Send the document and the target schema; get JSON back. The model handles layout variance because it reads the page semantically, not geometrically. ExtractFox's form data extractor and free-text mode both work this way — useful when the form layout varies across thousands of suppliers or when you want fields the cloud Document AI services don't natively recognize.

Schema design matters

How you describe the fields shapes the output quality. Vague schemas produce vague extractions. "name" returns the first name-shaped string on the page. "applicant_full_name" with type string and a description "Full legal name of the person filing the application" returns the right field even when the document also has a witness name and an emergency contact name.

Useful schema patterns:

Use enums for known categorical fields (status, country, document_type).
Make optional fields explicitly nullable rather than forcing the model to invent values.
Add format hints in descriptions: "ISO 8601 date," "E.164 phone number," "three-letter currency code."
Pass example outputs in the prompt for ambiguous fields.

Validation and confidence

Whatever extractor you use, validate the output against domain rules before storing it.

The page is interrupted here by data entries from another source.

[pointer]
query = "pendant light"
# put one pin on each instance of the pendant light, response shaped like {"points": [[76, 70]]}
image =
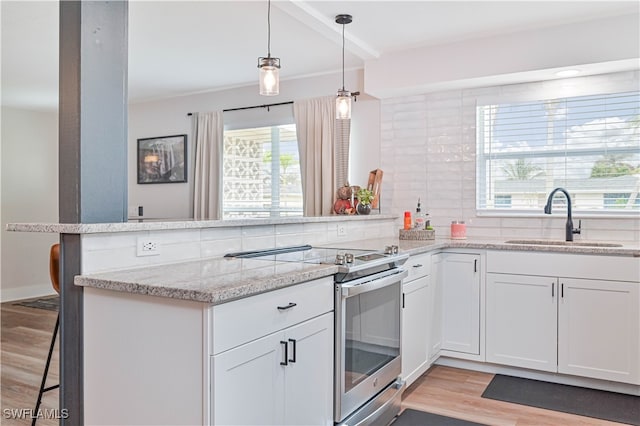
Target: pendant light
{"points": [[269, 67], [343, 100]]}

Dates parseable, totals matching line-item sums, currency codes valid. The cheapest accuracy gain is usually post-extraction validation, not a better model.

When templates beat AI

Government forms with strict layouts. High-volume single-supplier invoices. Anything where you control the source. Templates are 100% accurate, free to run, and audit-friendly. Use AI extraction for the long tail; use templates for the high-volume head where you can afford to set them up.